Comme dit au-dessus, je ne connais pas le texte original mais imagine sans souci qu’il puisse être particulièrement dur pour des enfants (déjà que lire du Hugo n’est pas à la portée du premier adulte venu, alors les mouflets…). Mais, tout au long de cette adaptation, j’ai l’impression que le texte de base ressort, et plus particulièrement dans le langage de Frollo ou le traitement infligé à Quasimodo tout au long de l’histoire. Le juge est d’ailleurs un personnage immonde qui est prêt à tuer des innocents juste pour l’exemple et en pensant dur comme fer être dans le vrai. Il parle tout de même d’ « impies », d’ « abomination », de « bacchanales » et de « race », qui ne sont pas des mots forcément très accessibles pour les enfants (à part peut-être le dernier) et qui sont assez lourds de sens. Ne parlons même pas de son sadisme notoire envers son précédent capitaine de la garde ou Quasimodo lui-même. Nous avons donc un méchant particulièrement sombre qui est même capable de transformer un beau sentiment comme l’amour en brutalité crasse. Nous sommes très loin du méchant festif (La petite sirène), drôle (Gaston, Jafar, Médusa, Edgard), classe (Scar) ou caricatural donc inoffensif (Crochet, Cruella). Et à côté de ce personnage, les autres apportent plus de souffrance que d’humour ce qui ne contrebalance pas cet effet pesant du méchant : Esméralda est poursuivie et mise au bûcher ; Phoebus est lardé de flèches, noyé, presque pendu et emprisonné ; Quasimodo est humilié à répétition, rabaissé, délaissé, enchaîné, etc. De fait, si le film peut-être plaisant pour des adultes, il doit l’être beaucoup moins pour des enfants qui n’ont que Djali, Achille, les gargouilles (et encore…) et les couleurs vives à se mettre sous la dent. C’est bien peu pour un film d’animation Disney.

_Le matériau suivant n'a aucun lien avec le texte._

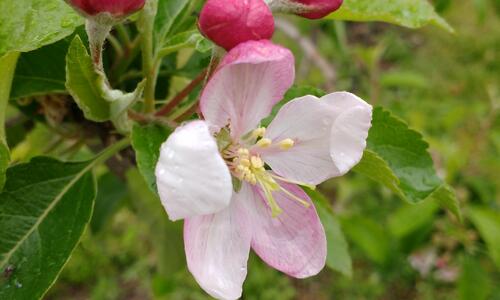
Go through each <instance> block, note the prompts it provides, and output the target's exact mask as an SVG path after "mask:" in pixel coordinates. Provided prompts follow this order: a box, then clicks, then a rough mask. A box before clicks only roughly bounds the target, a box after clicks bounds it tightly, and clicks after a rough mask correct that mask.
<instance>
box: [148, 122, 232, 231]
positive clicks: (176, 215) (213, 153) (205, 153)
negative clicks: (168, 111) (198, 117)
mask: <svg viewBox="0 0 500 300" xmlns="http://www.w3.org/2000/svg"><path fill="white" fill-rule="evenodd" d="M155 174H156V183H157V185H158V193H159V194H160V199H161V202H162V204H163V206H164V207H165V210H166V211H167V214H168V216H169V218H170V219H171V220H174V221H175V220H179V219H182V218H186V217H191V216H197V215H205V214H210V213H214V212H218V211H220V210H222V209H224V208H225V207H227V206H228V205H229V202H230V200H231V195H232V183H231V175H230V173H229V169H228V168H227V166H226V164H225V162H224V160H223V159H222V157H221V156H220V154H219V150H218V149H217V144H216V141H215V139H214V138H213V137H212V135H211V134H210V132H209V130H208V126H207V125H206V123H205V122H203V121H193V122H190V123H187V124H186V125H184V126H181V127H178V128H177V129H176V130H175V132H174V133H172V134H171V135H170V137H169V138H168V139H167V141H166V142H165V143H164V144H163V145H162V146H161V150H160V157H159V159H158V163H157V165H156V172H155Z"/></svg>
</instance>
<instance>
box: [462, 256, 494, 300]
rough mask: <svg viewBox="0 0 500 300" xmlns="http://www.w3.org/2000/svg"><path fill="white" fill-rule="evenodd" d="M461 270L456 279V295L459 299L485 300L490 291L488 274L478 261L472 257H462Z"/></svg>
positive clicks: (488, 295) (467, 256) (490, 291)
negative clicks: (462, 257) (456, 286)
mask: <svg viewBox="0 0 500 300" xmlns="http://www.w3.org/2000/svg"><path fill="white" fill-rule="evenodd" d="M461 271H462V272H461V273H460V278H459V279H458V295H459V299H460V300H470V299H474V300H486V299H488V296H489V294H490V292H491V282H490V278H489V277H488V274H487V273H486V271H485V270H484V269H483V267H482V266H481V264H480V263H479V261H477V260H476V259H475V258H473V257H468V256H466V257H464V258H463V259H462V270H461Z"/></svg>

Pour ce qui est des personnages, globalement, il y a Frollo et Quasimodo d’un côté, et tous les autres de l’autre.


Frollo est un méchant qui inspire à la fois le dégoût et l’attrait. Le dégoût parce qu’il est tout simplement abject avec tous ceux qui l’entourent. Il se croit supérieur parce qu’il représente l’autorité, qu’il est instruit et qu’il n’a pas de pensées impures (si on écarte sa passion pour Esméralda). Il n’a pas de compassion, pas d’état d’âme, pas de gestes tendres désintéressés et mouline tout sur son passage sans un froncement de sourcil. Ce qui renforce d’ailleurs l’aspect odieux du juge, c’est qu’il n’a pas de second idiot qui adoucirait le personnage (Jafar a Yago, Gaston a Le Fou, Scar a son trio de hyènes, etc.). Et l’attrait parce que, justement, il est différent des autres méchants et son côté torturé peut le rendre intéressant pour les adultes (m’est avis qu’il est particulièrement flippant pour les gamins, notamment avec la voix grave de Jean Piat).
Quasimodo, à l’inverse, est le personnage qui inspire la pitié du début à la fin du film. Avant même que l’on ne voit son visage, on sait qu’il va vivre un enfer : sa mère est tuée sur les marches de N-D et il manque de finir dans un puits avant d’être pris sous la houlette du pire personnage de l’œuvre. Personnage qui va d’ailleurs vaguement l’instruire afin de le maintenir dans son état de faiblesse mentale (puisque côté physique, il est clair qu’il aurait pu plier en deux Frollo depuis longtemps). Quasimodo replonge par ailleurs tellement souvent dans son état d’hébétude et d’apitoiement qu’il en devient pénible et qu’on en vient à avoir une furieuse envie de lui botter le fondement.
Esméralda, j’ai un souci avec son apparence. Je dis oui à la peau tannée, à la robe de gitane décolletée, à la chevelure brune, à son côté princesse guerrière, à sa douce voix française et à sa gentillesse, mais non à ses yeux. J’imagine que le studio a voulu créer un personnage au regard envoûtant parce qu’inhabituel. Ils ont fini par pondre une fille aux yeux improbables qui, personnellement, me paraissent très moches. Ils ont une couleur unie vert printemps, pas de pupille, pas de lumière ; une véritable régression quand on compare avec les différents regards des précédents films.
Et puis Phoebus ne sert pas à grand-chose, il faut bien le dire. Il court après Esméralda en étant balloté à droite et à gauche, et sa seule véritable action – son refus d’obtempérer – n’aboutit sur rien puisque la maison du meunier et son moulin brûlent quand même. Il est juste là pour faire le prince charmant et alourdir un peu plus le poids qui pèse sur les épaules du héros.
Quant à Clopin, il ne sert que de narrateur ou de monsieur Loyal pour le Festival des Fous.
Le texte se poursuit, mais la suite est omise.